In countries where there is a strong agreement about the norms around parenting, parents may worry less about their own choices. Without a single overarching parenting tradition, American parents may feel like they have “too many choices” as compared to parents in more homogeneous cultures, says W. Bradford Wilcox, an associate professor of sociology and the director of the National Marriage Project at the University of Virginia. “A clear and well-defined script can be psychologically comforting,” he said, and its lack can leave parents feeling “unmoored.”
Dr. Glass agrees that cultural differences add to the greater relative parent and nonparent happiness gap — but she notes that those cultural differences are also reflected in our family policies. Much of our anxiety around our children in the United States, she said, is very clearly a reflection of our policy choices.

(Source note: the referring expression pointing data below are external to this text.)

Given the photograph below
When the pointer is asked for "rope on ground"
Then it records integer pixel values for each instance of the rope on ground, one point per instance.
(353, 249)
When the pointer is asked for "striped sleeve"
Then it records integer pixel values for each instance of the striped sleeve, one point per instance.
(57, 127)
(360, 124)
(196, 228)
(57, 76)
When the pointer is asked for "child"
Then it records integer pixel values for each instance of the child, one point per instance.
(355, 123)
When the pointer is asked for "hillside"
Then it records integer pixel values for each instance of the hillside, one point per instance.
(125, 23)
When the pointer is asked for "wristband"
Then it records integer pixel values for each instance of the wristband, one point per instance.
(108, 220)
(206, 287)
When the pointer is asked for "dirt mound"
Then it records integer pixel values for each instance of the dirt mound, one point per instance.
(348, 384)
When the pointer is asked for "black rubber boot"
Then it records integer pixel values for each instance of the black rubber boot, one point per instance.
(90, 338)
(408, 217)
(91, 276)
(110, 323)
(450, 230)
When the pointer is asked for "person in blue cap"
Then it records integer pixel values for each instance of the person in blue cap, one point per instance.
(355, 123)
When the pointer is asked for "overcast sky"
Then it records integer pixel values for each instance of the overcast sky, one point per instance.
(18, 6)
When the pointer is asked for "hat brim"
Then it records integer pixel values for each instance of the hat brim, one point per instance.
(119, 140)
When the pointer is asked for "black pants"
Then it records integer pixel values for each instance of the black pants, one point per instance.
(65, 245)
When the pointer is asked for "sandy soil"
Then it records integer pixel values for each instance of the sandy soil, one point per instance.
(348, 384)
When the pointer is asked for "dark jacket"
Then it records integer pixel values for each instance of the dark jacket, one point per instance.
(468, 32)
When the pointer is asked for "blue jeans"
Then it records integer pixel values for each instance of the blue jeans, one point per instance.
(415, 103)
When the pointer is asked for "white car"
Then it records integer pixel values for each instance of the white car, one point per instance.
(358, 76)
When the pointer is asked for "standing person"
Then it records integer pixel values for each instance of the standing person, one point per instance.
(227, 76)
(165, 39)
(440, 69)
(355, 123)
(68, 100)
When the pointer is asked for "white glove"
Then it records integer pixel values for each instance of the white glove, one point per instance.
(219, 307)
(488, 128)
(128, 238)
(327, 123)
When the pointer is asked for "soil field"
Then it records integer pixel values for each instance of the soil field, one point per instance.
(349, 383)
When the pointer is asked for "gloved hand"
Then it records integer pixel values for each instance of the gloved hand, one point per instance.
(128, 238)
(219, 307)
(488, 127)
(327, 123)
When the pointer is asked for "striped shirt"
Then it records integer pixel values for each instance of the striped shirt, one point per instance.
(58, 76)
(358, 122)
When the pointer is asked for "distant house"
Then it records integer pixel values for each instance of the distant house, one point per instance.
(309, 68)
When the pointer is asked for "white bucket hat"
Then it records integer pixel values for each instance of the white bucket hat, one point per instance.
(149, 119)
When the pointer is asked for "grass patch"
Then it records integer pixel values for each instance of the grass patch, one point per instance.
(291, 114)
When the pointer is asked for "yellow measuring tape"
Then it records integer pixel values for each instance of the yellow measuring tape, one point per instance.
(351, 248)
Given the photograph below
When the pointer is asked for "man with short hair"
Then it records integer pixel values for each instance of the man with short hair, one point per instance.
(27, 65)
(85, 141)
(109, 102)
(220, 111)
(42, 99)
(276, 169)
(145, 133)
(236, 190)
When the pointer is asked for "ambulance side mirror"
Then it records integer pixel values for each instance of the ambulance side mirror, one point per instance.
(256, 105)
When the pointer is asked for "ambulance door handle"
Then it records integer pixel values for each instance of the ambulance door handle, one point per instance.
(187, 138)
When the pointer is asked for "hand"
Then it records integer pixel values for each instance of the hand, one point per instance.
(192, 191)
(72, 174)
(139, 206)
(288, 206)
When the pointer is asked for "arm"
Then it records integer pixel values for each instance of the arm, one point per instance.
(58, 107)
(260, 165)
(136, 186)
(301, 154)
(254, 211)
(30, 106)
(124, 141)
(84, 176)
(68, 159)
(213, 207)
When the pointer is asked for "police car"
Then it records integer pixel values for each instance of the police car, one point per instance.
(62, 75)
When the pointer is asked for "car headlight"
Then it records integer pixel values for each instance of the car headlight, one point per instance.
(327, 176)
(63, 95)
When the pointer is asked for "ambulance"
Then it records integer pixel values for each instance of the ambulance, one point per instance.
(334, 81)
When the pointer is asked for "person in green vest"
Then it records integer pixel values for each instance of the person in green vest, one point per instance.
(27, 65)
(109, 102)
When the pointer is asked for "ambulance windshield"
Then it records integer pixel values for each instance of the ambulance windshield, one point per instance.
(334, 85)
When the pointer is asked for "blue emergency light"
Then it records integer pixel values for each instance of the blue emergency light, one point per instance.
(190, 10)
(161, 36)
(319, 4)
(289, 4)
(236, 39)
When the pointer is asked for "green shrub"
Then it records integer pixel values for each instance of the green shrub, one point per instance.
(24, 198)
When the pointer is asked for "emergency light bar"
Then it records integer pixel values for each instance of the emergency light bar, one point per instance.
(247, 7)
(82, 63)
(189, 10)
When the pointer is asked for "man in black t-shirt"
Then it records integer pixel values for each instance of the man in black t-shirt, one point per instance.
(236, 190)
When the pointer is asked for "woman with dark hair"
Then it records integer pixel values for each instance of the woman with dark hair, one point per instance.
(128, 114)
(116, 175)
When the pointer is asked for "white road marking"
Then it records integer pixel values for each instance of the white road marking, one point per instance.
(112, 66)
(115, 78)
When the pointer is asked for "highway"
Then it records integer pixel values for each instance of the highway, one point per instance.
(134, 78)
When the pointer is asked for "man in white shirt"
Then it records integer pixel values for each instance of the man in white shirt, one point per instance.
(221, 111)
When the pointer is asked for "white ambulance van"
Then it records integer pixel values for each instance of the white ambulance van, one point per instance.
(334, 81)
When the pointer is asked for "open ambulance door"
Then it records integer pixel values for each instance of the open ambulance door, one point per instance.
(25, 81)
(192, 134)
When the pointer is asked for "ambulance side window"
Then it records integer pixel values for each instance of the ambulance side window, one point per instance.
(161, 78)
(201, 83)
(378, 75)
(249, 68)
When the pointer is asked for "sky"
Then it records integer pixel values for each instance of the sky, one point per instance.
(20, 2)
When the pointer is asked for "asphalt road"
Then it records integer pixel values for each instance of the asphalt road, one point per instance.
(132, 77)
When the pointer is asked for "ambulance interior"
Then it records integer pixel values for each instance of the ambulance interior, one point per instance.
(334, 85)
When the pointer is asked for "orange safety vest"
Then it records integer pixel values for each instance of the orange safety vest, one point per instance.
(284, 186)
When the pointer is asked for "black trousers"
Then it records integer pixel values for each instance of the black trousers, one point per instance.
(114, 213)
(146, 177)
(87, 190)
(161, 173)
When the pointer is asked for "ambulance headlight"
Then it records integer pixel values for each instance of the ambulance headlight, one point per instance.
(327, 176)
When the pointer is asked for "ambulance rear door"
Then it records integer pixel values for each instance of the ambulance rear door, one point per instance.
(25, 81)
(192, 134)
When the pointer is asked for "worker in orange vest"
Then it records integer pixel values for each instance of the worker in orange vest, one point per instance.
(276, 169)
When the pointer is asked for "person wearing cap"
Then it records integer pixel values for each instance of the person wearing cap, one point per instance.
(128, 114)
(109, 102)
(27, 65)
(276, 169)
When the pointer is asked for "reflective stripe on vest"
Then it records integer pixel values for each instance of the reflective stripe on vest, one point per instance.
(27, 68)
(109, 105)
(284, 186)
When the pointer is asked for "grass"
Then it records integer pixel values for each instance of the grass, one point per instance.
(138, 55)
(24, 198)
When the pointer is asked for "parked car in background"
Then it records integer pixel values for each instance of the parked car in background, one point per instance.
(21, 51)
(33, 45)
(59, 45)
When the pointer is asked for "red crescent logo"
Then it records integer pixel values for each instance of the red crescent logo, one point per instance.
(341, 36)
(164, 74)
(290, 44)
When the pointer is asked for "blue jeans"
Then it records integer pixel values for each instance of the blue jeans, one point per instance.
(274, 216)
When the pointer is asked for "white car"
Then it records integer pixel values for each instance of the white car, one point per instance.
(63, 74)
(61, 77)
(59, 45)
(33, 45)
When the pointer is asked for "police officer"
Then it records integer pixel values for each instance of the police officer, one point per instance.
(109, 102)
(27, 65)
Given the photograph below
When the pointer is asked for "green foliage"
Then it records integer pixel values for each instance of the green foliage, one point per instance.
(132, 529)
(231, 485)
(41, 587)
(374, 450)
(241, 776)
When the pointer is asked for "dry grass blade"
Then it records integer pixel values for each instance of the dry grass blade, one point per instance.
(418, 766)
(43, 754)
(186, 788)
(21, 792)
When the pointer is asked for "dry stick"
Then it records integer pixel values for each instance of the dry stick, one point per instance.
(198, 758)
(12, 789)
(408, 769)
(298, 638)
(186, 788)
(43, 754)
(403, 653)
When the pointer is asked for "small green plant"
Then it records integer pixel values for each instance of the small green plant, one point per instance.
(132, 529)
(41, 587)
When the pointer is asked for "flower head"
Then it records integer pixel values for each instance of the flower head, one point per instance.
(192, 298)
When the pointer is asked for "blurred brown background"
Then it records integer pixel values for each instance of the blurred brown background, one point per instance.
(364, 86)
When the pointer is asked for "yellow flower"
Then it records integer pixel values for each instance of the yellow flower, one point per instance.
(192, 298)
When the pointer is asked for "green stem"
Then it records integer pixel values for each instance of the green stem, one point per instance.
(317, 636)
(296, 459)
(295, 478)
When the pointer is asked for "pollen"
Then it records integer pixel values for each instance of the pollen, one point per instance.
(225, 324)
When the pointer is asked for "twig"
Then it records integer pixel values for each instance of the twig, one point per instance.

“We have to compete for good child care. We compete to live where there’s a good elementary school,” she said. “We compete for activities because a child’s entire fate seems to depend on where he goes to college, because there’s no guarantee — if we don’t, our child might be left behind.”
Those fears, Dr. Glass said, come in part from our country’s high tolerance for unequal access to the resources families need. In countries that offer policies supporting a parent’s ability to balance work and family, she sees a commitment to egalitarianism. “A crucial part of what’s going on is the idea that every child deserves an equal chance in life,” she said.
The good news is that the findings show that the happiness gap of parenting is not inevitable. Stephanie Coontz, who teaches history and family studies at The Evergreen State College in Olympia, Wash., and is co-chairwoman of the Council on Contemporary Families, said it was a pleasant surprise to see the researchers document the need for better family policies.
“Don’t just swoop in and give a longer maternity leave,” Dr. Coontz said. “It’s a lifetime investment in helping people combine work and family for the long haul.”